Please help me understand this comparison problem

Please help me understand this comparison problem


Assign the variables to values so that the following statements evaluate as described:

// Expression A
(x + y) > z || a == b || ((l || m) && n) // resolves to true

// Expression B
!!n && (x + y + z) && a // resolves to false

// Expression C
m[n].length + n === 1 // resolves to true

let a = 1;
let b = 1;
let l = 0;
let m = 1;
let n = 0;
let x = 1;
let y = 1;
let z = 1;

I don’t understand why I have a problem in the console with the .length property. I don’t even understand how (x + y + z) in expression B can be true or false. Please someone help me out.


The operands for && and || don’t necessarily have to be explicitly true or false. What matters is their “truthiness” (i.e., whether they convert to true or false). It’s perfectly valid to have something like (x + y + z) as their operand.

m is a number. As far as I know, using bracket notation on a number is meaningless (unlike in strings, arrays, or objects), and you get undefined, which has no properties (like length) whatsoever


So there is a problem with this problem then?

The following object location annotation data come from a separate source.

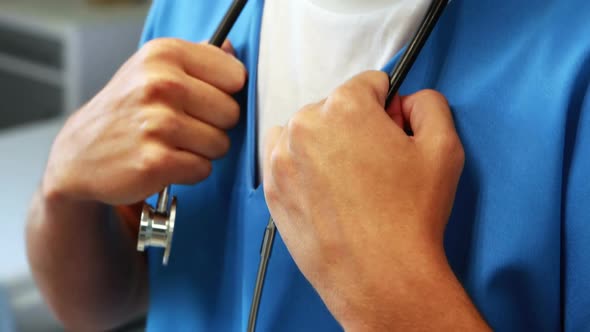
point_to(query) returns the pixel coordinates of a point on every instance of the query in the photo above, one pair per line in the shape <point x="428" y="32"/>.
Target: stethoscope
<point x="157" y="223"/>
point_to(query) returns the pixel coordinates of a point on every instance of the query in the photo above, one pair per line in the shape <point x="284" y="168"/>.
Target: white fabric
<point x="309" y="47"/>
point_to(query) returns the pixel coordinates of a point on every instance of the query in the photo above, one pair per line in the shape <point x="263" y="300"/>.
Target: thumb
<point x="370" y="87"/>
<point x="270" y="142"/>
<point x="228" y="47"/>
<point x="428" y="114"/>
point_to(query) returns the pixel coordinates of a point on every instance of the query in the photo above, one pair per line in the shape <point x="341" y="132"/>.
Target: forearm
<point x="85" y="263"/>
<point x="429" y="298"/>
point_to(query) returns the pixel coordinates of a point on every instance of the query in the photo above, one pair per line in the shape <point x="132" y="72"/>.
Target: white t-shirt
<point x="309" y="47"/>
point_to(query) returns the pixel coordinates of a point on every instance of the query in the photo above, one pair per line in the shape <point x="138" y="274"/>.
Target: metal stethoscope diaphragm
<point x="156" y="226"/>
<point x="157" y="223"/>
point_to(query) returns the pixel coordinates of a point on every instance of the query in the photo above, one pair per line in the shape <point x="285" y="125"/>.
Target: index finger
<point x="214" y="66"/>
<point x="270" y="141"/>
<point x="428" y="114"/>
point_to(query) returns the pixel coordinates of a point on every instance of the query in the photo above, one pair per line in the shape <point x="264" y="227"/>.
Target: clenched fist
<point x="362" y="206"/>
<point x="161" y="120"/>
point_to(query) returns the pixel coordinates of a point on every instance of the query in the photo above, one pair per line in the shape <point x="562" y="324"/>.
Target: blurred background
<point x="54" y="56"/>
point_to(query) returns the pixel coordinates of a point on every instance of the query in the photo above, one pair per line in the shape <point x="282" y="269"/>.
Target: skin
<point x="161" y="120"/>
<point x="362" y="206"/>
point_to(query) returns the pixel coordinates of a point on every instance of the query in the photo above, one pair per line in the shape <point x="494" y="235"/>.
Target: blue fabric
<point x="517" y="76"/>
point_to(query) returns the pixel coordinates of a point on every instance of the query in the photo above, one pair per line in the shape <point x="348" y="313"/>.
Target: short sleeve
<point x="150" y="26"/>
<point x="576" y="217"/>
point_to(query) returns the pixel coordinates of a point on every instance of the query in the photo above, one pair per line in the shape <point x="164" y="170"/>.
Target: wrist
<point x="401" y="295"/>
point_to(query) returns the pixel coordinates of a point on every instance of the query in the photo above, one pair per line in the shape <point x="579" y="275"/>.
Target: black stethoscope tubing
<point x="396" y="78"/>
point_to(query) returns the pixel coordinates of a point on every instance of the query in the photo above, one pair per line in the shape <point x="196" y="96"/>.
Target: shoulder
<point x="186" y="19"/>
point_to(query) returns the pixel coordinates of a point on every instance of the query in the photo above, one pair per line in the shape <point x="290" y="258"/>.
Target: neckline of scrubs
<point x="424" y="74"/>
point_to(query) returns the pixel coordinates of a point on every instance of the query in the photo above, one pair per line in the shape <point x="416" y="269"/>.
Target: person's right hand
<point x="161" y="120"/>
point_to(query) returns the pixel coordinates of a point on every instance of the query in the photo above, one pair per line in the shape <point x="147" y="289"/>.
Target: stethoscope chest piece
<point x="156" y="226"/>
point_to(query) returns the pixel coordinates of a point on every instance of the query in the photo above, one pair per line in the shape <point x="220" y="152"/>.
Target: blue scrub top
<point x="517" y="75"/>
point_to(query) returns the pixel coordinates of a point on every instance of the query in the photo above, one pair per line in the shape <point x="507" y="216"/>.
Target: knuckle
<point x="343" y="99"/>
<point x="237" y="80"/>
<point x="280" y="164"/>
<point x="159" y="49"/>
<point x="223" y="144"/>
<point x="298" y="126"/>
<point x="233" y="115"/>
<point x="433" y="95"/>
<point x="159" y="88"/>
<point x="449" y="145"/>
<point x="150" y="161"/>
<point x="158" y="123"/>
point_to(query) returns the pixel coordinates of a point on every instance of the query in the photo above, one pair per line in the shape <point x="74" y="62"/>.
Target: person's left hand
<point x="362" y="206"/>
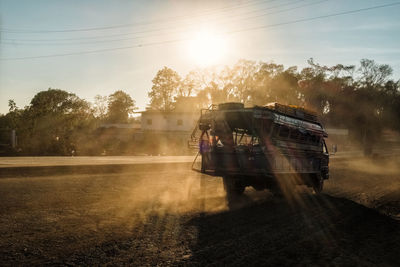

And how can (x + y + z) not be true? Wouldn’t numbers always be true?


Not if x+y+z evaluates to 0 I believe.



this problem looks cool. Where did you find it?

I was looking at your m[n] line. It looks like m should be an array or a string?
and n should also be a number?
so for eg.

let m = “11”;
let n = 0;

if we plug those into expression c we get:
m[n].length + n

m[n] is m[0] which is 1
1.length is 1
1 + n is
1 + 0
which is 1

something like that?


“m[0] which is 1”

And as stated before, the .length property won’t work on a number.


sorry it was a string , see the edited comment for my


Where did this problem come from? Is it on the web? Do you have a link to it?


In the following expression (taken from what you post), the overall expression evaluates to false, because when all the operators are &&, it only takes a single false to make the entire expression false.

!!n && (x + y + z) && a

Yes, the (x + y + z) which is 3 evaluates to true
Yes, the a which is 1 evaluates to true
However, the !!n evaluates to false, because n is 0 which is false, but the ! to the left makes it true and then the other ! to the left negates the true to become false again.


I asked the OP as well and he said it was from a bootcamp he will be participating in. Still wondering though why they are giving the OP questions before the bootcamp starts.


There are many ways to solve this. Starting from your current values, you can solve the challenge by changing one of the variables. You need to change it to an array, and you need to add at least one element to that array, and that element also can’t be a number (the element could be a string or another array nested inside the first).